Scrooge bah-humbugs  the holidays in Great  Lakes' A Christmas Carol (Wednesday).
  • Scrooge bah-humbugs the holidays in Great Lakes' A Christmas Carol (Wednesday).
Thursday, December 11

Hale Farm's Holiday Lantern Tours are more than just candlelit walks on rural historical grounds; they're trips back to the 19th century, to the days before Tony Hawk's Underground, iPods, and the new OutKast CD made life bearable. But imagine it's 1848, and the village's residents are awaiting your visit. There's the Hadley family, amusing itself with unsophisticated games and craft-making. There's miserly Mr. Tibbals, telling you why the holidays suck. And look! The Meredith clan is decorating its tree, and you can join them. The fun runs through December 21 at Hale Farm & Village, 2686 Oak Hill Road in Bath. Tours depart every 20 minutes, from 6 to 8:20 p.m. Thursday and Friday and 5 to 8:20 p.m. Saturday and Sunday. Tickets are $12 and $15. Call 877-425-3327 for more information.

Friday, December 12

You better watch out. You better not cry. Better not pout, and here's why: Santa Claus is coming to the Lake Erie Nature & Science Center tonight, and he has neither time nor tolerance for whiny kids. He does, however, have three hours to stop by and say hello, and maybe help make a craft or two. Storytelling and snacks are also promised, and you can bet the big guy will stick around for cookies. Always time for that. It starts at 6:30 at the Lake Erie Nature & Science Center, 28728 Wolf Road in Bay Village. Admission is $15, $8 for kids. Call 440-871-2900 for more info.

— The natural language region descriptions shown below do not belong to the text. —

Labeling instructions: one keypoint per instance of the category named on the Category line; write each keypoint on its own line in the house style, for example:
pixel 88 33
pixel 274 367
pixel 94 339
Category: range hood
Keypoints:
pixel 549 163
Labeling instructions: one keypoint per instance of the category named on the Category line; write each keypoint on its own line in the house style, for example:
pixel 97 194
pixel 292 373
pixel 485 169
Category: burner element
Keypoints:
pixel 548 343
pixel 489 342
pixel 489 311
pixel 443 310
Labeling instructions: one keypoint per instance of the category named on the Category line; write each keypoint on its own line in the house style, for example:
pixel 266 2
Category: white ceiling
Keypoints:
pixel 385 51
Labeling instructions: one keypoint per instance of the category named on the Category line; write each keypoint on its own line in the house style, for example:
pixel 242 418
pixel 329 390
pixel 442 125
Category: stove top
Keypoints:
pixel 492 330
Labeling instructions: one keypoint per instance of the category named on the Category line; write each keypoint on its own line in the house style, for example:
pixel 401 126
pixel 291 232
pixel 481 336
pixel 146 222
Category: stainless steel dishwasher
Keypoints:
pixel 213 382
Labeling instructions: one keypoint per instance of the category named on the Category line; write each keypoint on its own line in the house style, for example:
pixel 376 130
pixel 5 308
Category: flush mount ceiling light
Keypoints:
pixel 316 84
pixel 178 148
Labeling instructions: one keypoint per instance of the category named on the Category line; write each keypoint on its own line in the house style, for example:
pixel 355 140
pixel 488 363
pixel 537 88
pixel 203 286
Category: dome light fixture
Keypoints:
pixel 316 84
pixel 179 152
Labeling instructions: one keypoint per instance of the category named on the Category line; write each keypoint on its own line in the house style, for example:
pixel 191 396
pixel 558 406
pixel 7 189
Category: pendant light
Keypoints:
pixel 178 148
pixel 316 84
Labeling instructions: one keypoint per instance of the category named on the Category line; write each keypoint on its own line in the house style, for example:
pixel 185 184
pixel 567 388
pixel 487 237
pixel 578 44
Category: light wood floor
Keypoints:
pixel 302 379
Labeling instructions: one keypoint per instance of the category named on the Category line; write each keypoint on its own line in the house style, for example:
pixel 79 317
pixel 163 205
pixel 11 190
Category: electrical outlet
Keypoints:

Ten years ago, Harry Connick Jr. released When My Heart Finds Christmas, his swingin' contribution to the holiday music canon. And as any artist worth his multiple-album contract can tell you, it's hard to stop at just one. The new Harry for the Holidays includes the retro singer and pianist's takes on familiar seasonal fare -- such as "Frosty the Snowman," "I'll Be Home for Christmas," and "Silent Night" -- jazzed up with big-band horns and hepcat arrangements. Connick doesn't really do anything new with the material (Sinatra was there more than a half-century ago), but it sure beats Whitney Houston and Chicago's recent holiday offerings. Connick plays the Palace Theatre (1519 Euclid Avenue) at 8 tonight. Tickets range from $32.50 to $70. They are available by calling 216-241-6000.

Saturday, December 13

The Nature Center at Shaker Lakes has quite a cultural lesson lined up for Celebration of Lights. Kwanzaa, Hanukkah, and a Croatian Christmas are represented, as are Sweden's St. Lucia's Day and Thailand's Loy Krathong. "It's really a chance to see how light has been used around the time of the winter solstice," says Stephanie Thomas, the program's naturalist, who leads the illuminating outdoor tour. "A lot of things are still connected to nature through tradition." Besides, where else you gonna see a pagan bonfire tonight? Celebration of Lights happens from 6 to 8 p.m. at the Nature Center at Shaker Lakes, 2600 South Park Boulevard. Admission is $6, and registration is required. Call 216-321-5935 for more info.

Sunday, December 14

Red {an orchestra}'s holiday offering, A Red Christmas, is every bit as audacious, challenging, and intriguing as the group's regular-season programming. Centered on an update of Heinrich Schütz's oratorio Historia der Geburt Jesu Christi (complete with a new English translation!), the concert also includes "The Adoration of the Magi" and a piece by Respighi. The Good Company Chorus of Cleveland joins conductor Jonathan Sheffer and three of the orchestra's vocalists onstage. A Red Christmas is performed at 3 p.m. at St. Stanislaus Church, 3649 East 65th Street. Tickets range from $15 to $55, available by calling 440-519-1733.

Monday, December 15

Every bar has a Ladies' Night, but only Coach's Place looks out for the guys. The pub's Men's Night Out Mondays feature six TVs tuned to the weekly game and drafts that go for just a buck. It's enough to warm even our testosterone-pumping heart. Women are welcome, but with football on the tube and cheap brew in the mugs, they may go unnoticed. Coach's Place is at 19309 Nottingham Road. Admission is free. Call 216-531-8102 for more information.

Tuesday, December 16

More than 150 years of pictures are documented in Signs of Life: Recent Photography Acquisitions, the art museum's latest exploration of photography through the ages. Ten works -- by such pioneering shutterbugs as Louis de Clercq, Mark Klett, and Carrie Mae Weems -- make up the exhibit, which globetrots through African, Middle Eastern, Chinese, Mexican, and American settings. Think of them as travelogues through time, place, and -- in the case of "Lunar Panoramic Mosaic/Montage," a 1966 look at the moon -- space. Signs of Life is at the Cleveland Museum of Art (11150 East Boulevard) through April 7. It's open from 10 a.m. to 5 p.m. daily (closed Mondays). Admission is free. Call 216-421-7340 for more information.

Wednesday, December 17

Great Lakes Theater Festival has presented A Christmas Carol for 15 years, and it's become the local standard for Charles Dickens's oft-produced holiday tale. "A lot of people have seen this show," says artistic director Charles Fee. "It's the biggest one we have." The troupe performs the play as it had been staged for years by former artistic director Gerald Freedman, who returns again this year to tweak the material. "It's tough to keep it fresh," Fee admits. "But Gerald has brought back a spirit to the play that's hard to sustain over the years. It feels alive again." A Christmas Carol is at the Ohio Theatre (1519 Euclid Avenue) through Sunday, December 21. Show times are 7:30 p.m. Wednesday through Friday, 1:30 and 7:30 p.m. Saturday, and 3 p.m. Sunday. Tickets range from $16 to $45, available by calling 216-241-6000.